C’est formidable de penser que je remettais à plus tard ne serait-ce que le temps de rêver de cette ville, et voilà que je découvre ses merveilles presque par surprise. Le train traverse la lagune, un train qui ralentit au bord de la mer toute calme. Je vais voir Venise ! L'arrivée à la Gare de Santa Lucia est aussi spectaculaire que le promettaient les murmures des voyageurs -

Ligne de train le soir.

A la gare, je retrouve une amie. Il faudra se trouver, comme avant les téléphones portables, parce qu'on ne pourra pas s'appeler, c'est génial. Son dernier message: "Attends moi au bout du quai".

Les rails de train au loin, quai, bouées, pontons, poteaux, lampadaires <3

"Attends moi au bout du quai" - si ce n'est pas magique comme formulation. Les quais, ils sont face aux rails, ou face à la mer, finalement, on se croise par hasard au milieu de la gare.

C'est le premier soir à Venise, et ce sont des retrouvailles.

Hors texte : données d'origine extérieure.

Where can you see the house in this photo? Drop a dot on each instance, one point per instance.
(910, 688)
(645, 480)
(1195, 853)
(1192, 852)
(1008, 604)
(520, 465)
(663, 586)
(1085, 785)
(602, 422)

Nous faisons exprès de nous perdre, évitons ce qui reste de touristes, et surprenamment ce n'est pas si difficile faire des centaines de mètres dans le labyrinthe vénitien sans croiser personne.

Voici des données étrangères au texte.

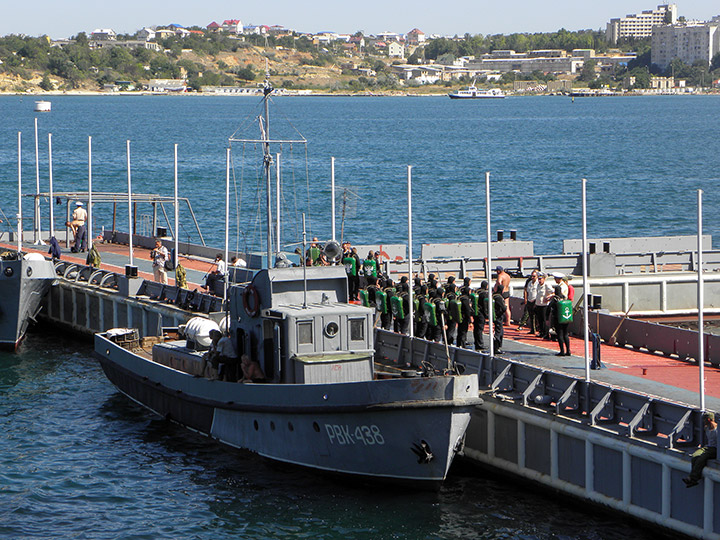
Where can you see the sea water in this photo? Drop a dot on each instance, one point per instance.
(79, 460)
(644, 159)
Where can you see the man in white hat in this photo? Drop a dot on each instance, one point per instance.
(78, 227)
(560, 280)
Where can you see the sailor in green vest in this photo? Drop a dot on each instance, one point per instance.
(450, 286)
(386, 319)
(421, 321)
(560, 309)
(466, 312)
(453, 316)
(432, 282)
(370, 291)
(314, 251)
(402, 315)
(369, 267)
(435, 320)
(480, 304)
(351, 261)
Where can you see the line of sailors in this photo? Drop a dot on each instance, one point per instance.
(441, 312)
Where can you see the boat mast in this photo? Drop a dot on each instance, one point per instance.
(267, 164)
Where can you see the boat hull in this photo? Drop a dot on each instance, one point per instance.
(23, 285)
(375, 429)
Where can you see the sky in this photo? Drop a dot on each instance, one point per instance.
(65, 18)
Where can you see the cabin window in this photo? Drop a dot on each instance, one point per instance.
(331, 329)
(357, 329)
(305, 333)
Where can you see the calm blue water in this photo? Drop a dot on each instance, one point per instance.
(644, 158)
(77, 460)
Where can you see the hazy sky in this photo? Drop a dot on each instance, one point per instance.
(64, 18)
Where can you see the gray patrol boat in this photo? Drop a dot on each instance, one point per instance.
(24, 282)
(327, 401)
(325, 404)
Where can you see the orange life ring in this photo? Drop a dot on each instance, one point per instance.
(251, 300)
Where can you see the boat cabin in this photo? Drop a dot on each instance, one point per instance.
(301, 329)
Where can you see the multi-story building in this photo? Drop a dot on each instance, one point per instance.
(640, 24)
(689, 42)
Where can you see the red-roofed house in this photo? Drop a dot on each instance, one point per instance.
(415, 37)
(232, 26)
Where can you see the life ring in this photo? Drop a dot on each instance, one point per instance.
(251, 300)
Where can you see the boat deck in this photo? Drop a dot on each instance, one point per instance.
(638, 370)
(116, 256)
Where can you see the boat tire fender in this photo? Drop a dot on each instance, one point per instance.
(251, 300)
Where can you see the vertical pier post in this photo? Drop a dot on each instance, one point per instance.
(410, 279)
(491, 329)
(701, 303)
(586, 285)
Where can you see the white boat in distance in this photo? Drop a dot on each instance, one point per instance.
(472, 92)
(43, 106)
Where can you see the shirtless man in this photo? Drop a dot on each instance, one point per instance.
(252, 372)
(502, 286)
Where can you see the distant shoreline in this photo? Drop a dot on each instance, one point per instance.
(47, 95)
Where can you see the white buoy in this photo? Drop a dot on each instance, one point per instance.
(43, 106)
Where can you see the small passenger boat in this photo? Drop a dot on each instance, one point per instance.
(472, 92)
(43, 106)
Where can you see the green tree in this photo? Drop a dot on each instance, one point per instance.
(46, 84)
(588, 72)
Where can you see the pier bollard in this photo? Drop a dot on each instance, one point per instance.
(129, 284)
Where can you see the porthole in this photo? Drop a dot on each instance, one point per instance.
(331, 329)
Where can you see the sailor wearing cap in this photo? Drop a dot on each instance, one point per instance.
(502, 287)
(78, 227)
(706, 453)
(560, 280)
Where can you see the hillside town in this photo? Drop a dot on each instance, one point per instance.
(654, 51)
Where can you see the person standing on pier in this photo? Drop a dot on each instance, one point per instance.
(706, 453)
(79, 228)
(158, 256)
(502, 286)
(481, 315)
(529, 296)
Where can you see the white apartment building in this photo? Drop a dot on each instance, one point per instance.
(639, 24)
(686, 41)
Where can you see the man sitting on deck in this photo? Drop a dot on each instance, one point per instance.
(706, 453)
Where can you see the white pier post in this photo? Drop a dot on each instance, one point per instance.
(130, 231)
(19, 238)
(52, 202)
(227, 221)
(38, 225)
(586, 285)
(278, 247)
(332, 196)
(491, 329)
(89, 227)
(411, 313)
(701, 303)
(177, 213)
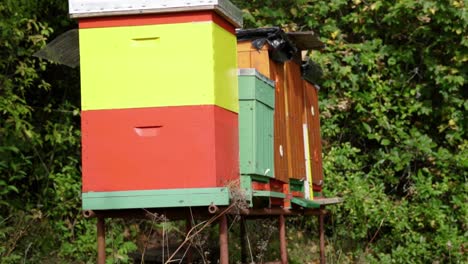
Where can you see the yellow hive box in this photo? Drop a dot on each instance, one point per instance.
(158, 65)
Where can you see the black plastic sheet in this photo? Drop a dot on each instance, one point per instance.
(282, 48)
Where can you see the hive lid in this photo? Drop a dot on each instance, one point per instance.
(96, 8)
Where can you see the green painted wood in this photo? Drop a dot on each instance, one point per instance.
(256, 127)
(296, 185)
(155, 198)
(246, 187)
(305, 203)
(255, 86)
(268, 194)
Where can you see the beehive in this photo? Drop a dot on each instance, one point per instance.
(297, 147)
(159, 97)
(257, 102)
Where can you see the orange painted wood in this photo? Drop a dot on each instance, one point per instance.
(154, 19)
(294, 120)
(281, 146)
(260, 186)
(297, 194)
(315, 140)
(159, 148)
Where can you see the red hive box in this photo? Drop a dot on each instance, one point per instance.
(159, 148)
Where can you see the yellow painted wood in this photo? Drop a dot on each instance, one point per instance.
(158, 65)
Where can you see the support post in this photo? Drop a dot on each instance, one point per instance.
(188, 228)
(283, 245)
(101, 237)
(243, 237)
(322, 237)
(223, 240)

Alors on peut se retrouver et découvrir, et commencer à déambuler dans Venise qui se vide de ses touristes, on peut se poser sur de vastes places quasiment désertes, se perdre dans le dédale d'allées et de rues étroites, qui résonnent de l'écho feutré de nos pas. On peut s'asseoir sur les volées de marches en marbre blanc abîmé qui se brouillent et disparaissent dans l'eau des canaux. On passe sur les petits ponts qui relient les îlots, et on passe sous des porches, en suivant les flèches stylisées "Per San Marco" et "Per Rialto" qui apparaissent et disparaissent, un peu comme des clins d'oeil ou des regards que l'on croise dans une foule, de ceux qui font deviner un sourire.

Les formes des coupoles dessinent des silhouettes de villes orientales. On ne voit presque pas les mâts des voiliers dans le port.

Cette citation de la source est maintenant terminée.